Şunu açık yüreklilikle söylüyorum: Şu an Türkiye İsrail için Suriye kadar bile tehdit değildir. Bu sözümde hiç abartı yoktur. Bugün Amerika, Türkiye’deki rejimin yıkılması için operasyon düzenliyor mu? Hayır!.. Bugün Suriye’de Amerikan üssü yokken Türkiye’de var mı? Evet!.. Bu iki sorunun cevapları yer değiştirmeden iddiamdan vazgeçmem.
“İsrail bizi ciddiye almıyor” dedik; çünkü Türkiye ABD’nin kontrolünde ve fazla ileriye gidemez. Zaten Türkiye’nin İsrail’e karşı duracak ne siyasî, ne askerî, ne de ekonomik gücü vardır. En mühimi Türkiye’nin Batıcı rejimi, İsrail’i bölgeden çıkarmak isteyen bir anlayış ve siyasete sahip değildir. Zaten Tayyip Erdoğan da hemen “biz antisemitist değiliz!” der. Kardeşim bırak antisemitistliği, sen Ortadoğu’da İsrail diye bir çıbanbaşının varlığına razı mısın, değil misin, onu söyle? Eğer razı değilsen buna karşı sürekli bir duruşun var mı, onu söyle?
Heron ve hörelenmek… İsrail’in heronlarını al, askeri ittifaklar yap, ondan sonra İsrail’e hörelenmeye kalk. Tabiî ki ciddiye alınmazsın. On heronun 4’ü arızada, 3’ü düştü, 3’ü faalmiş.
Hem İsrail’i koruyacak “füze kalkanı” projesini uygula, hem de İsrail’e hörelen! Bu nasıl iştir?
Şunu da belirtelim ki, kukla rejimlere karşılık halkın ve halkın örgütlerinin İsrail ve ABD’ye karşı ayrı bir hissiyatı ve nefreti vardır; Türkiye halkının da ABD ve İsrail nefreti yüksektir. En son Mısır halkının İsrail büyükelçiliğini basması hadisesini yaşadık, ellerinde Türk bayrağı olması da enterasan.

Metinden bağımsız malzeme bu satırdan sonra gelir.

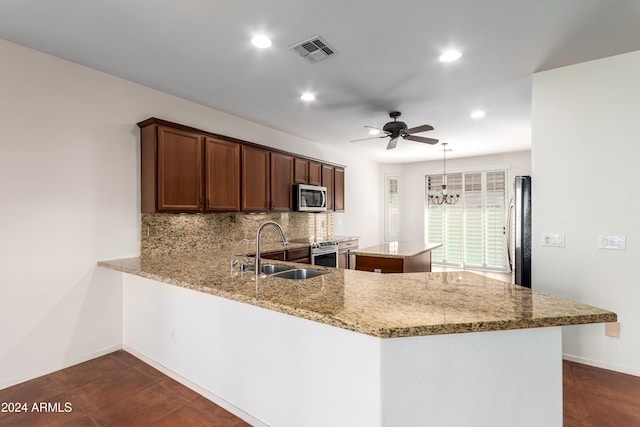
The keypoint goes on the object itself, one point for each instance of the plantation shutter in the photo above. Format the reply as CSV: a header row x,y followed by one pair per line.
x,y
392,208
472,230
473,220
496,222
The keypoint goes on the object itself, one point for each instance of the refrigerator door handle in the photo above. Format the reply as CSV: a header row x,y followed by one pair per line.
x,y
508,233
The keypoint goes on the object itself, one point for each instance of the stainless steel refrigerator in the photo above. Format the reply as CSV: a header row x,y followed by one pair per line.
x,y
519,231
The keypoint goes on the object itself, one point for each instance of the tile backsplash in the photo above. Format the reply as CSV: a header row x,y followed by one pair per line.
x,y
164,233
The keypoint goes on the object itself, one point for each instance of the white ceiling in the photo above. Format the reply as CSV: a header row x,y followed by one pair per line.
x,y
387,59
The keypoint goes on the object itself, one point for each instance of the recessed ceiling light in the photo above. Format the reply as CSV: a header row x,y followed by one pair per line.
x,y
308,96
450,55
261,41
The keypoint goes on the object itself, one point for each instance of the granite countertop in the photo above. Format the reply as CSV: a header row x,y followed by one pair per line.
x,y
381,305
396,249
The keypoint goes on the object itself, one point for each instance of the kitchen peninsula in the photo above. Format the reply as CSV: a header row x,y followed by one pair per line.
x,y
351,347
395,257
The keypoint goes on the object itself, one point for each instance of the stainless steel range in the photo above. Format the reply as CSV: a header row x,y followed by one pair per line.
x,y
323,252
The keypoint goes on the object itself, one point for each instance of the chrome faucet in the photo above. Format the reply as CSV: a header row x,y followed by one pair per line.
x,y
257,264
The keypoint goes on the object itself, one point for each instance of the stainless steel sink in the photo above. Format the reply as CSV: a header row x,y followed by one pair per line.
x,y
299,274
270,269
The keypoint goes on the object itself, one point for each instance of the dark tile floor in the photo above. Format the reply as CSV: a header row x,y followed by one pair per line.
x,y
120,390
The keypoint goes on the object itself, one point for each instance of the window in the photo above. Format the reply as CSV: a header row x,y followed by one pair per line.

Devletlerarasında mütekabiliyet-karşılıklılık esastır. Sen de uluslararası sularda İsrail gemisini bas ve 9 İsrailliyi öldür veya Gazze ambargosunu denetleyen bir İsrail savaş gemisini batır da görelim. BM adına Filistin’de görev yapan bir Türk binbaşısı İsrail tarafından öldürülmüştü. Ne oldu?
AKP hükümetine sesleniyorum: İsrail ve Amerika olunca bu millet arkandadır, sağcısı-solcusu elbirlik olur ve senin arkanda durur. Yeter ki sen kıvırma. “B planım var, olmadı C planım var” hikâyelerini bırak, Necip Fazıl’ın Büyük Doğu idealine uygun davranmanın yollarını ara. Bütün İslâm âlemi Büyük Doğu idealinin Başyücelik modeline ihtiyaç duyarken, bu mevzulardan uzak duran ve Necip Fazıl’ın şahidi İBDA Mimarına sessiz kalan AKP’den gerçek bir kurtuluş beklenemez. AKP bu haliyle, ne Türkiye’ye ne İslâm âlemine bir şifa ve çözüm olamaz. “Reel-politik” bile Büyük Doğu-İbda idealine ihtiyacı gösterirken, Batıcı-seküler hayat tarzı içinde muhafazakâr takılan ve inkılâpçı Necip Fazıl’a ihanet edenlere yazıklar olsun. Ki bunlar, Erbakan Hoca’nın antiemperyalist tavrına da düşmandırlar.